# I'm not a virgin...



## dwillard

A couple was on their honeymoon, lying in bed, about ready to consummate their marriage,

when the new bride says to the husband, "I have a confession to make, I'm not a virgin."

The husband replies, "That's no big thing in this day and age."

The wife continues, "Yeah, I've been with one guy."

"Oh yeah? Who was the guy?"

"Tiger Woods."

"Tiger Woods, the golfer?"

"Yeah."

"Well, he's rich, famous and handsome. I can see why you went to bed with him."

The husband and wife then make passionate love.

When they are done, the husband gets up and walks to the telephone.

"What are you doing?" asks the wife.

The husband says, "I'm hungry, I was going to call room service and get something to eat."

"Tiger wouldn't do that."

"Oh yeah? What would Tiger do?"

"He'd come back to bed and do it a second time."

The husband puts down the phone and goes back to bed to make love a second time.

When they finish, he gets up and goes over to the phone.

"Now what are you doing?" she asks.

The husband says, "I'm still hungry so I was going to get room service to get something to eat."

"Tiger wouldn't do that."

"Oh yeah? What would Tiger do?"

"He'd come back to bed and do it again."

The guy slams down the phone, goes back to bed, and makes love one more time.

When they finish he's tired and beat. He drags himself over to the phone and starts to dial.

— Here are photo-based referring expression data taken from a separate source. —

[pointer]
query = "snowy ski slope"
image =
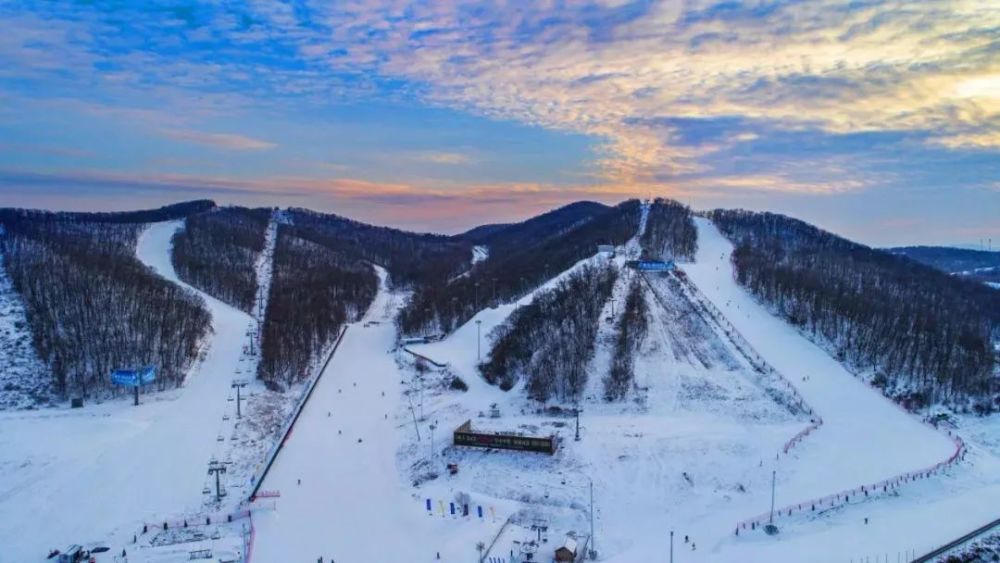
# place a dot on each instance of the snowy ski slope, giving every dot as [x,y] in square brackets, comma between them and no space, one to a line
[74,476]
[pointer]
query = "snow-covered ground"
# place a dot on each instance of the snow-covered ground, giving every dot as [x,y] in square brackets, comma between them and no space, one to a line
[865,438]
[24,379]
[95,474]
[691,450]
[342,497]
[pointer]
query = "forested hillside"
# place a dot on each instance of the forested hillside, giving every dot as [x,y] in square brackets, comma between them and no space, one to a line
[315,289]
[670,233]
[631,327]
[977,265]
[411,259]
[550,341]
[217,250]
[521,258]
[89,301]
[926,334]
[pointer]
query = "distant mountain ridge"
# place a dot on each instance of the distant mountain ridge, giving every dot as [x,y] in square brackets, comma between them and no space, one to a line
[978,265]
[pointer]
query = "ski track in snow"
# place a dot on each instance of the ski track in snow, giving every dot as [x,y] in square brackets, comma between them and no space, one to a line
[865,438]
[352,504]
[82,474]
[117,465]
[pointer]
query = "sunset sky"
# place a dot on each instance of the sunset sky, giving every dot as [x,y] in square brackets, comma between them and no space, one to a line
[878,120]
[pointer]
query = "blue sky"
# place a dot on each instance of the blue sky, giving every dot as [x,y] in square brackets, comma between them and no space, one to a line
[879,120]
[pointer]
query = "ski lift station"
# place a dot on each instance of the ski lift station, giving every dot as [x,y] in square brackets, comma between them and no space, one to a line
[652,265]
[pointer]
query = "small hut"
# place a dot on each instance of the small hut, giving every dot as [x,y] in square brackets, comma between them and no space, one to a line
[567,551]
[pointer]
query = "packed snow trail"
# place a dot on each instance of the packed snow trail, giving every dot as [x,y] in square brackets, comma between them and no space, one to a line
[865,438]
[77,475]
[342,495]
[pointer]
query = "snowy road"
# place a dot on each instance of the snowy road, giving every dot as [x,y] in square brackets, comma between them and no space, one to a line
[74,476]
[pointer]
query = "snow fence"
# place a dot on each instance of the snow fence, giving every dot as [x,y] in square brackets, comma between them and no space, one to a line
[258,478]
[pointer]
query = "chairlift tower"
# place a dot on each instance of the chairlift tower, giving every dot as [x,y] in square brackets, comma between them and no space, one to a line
[216,468]
[238,384]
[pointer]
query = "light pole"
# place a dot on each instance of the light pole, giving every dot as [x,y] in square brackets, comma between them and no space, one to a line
[479,351]
[433,426]
[771,529]
[593,541]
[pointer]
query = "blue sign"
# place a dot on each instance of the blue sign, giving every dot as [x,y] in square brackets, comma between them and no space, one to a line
[134,377]
[654,266]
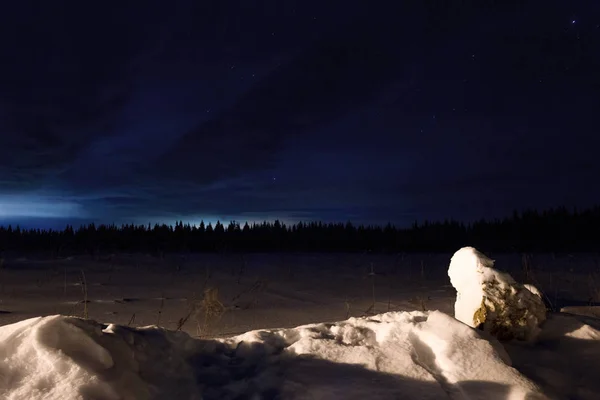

The wife asks, "Are you calling room service?"

"No! I'm calling Tiger Woods, to find out what the par is for this damn hole."


----------



## davelincs

:lol:


----------



## BrianR

:lol:


----------



## YELLOW_TT

:lol:


----------



## jays_225

:lol: :lol:


----------



## Chewi

:lol: :lol:


----------



## T3RBO

:lol:


----------



## glospete

:lol:


----------



## corv




----------



## Vhaos

:lol: :lol: :roll:


----------



## alexi7

:lol: :lol:


----------



## Ant-34

Haha brilliant!!! :lol:


----------



## SPECSMAN

Quality :lol:


----------



## NickG

:lol:


----------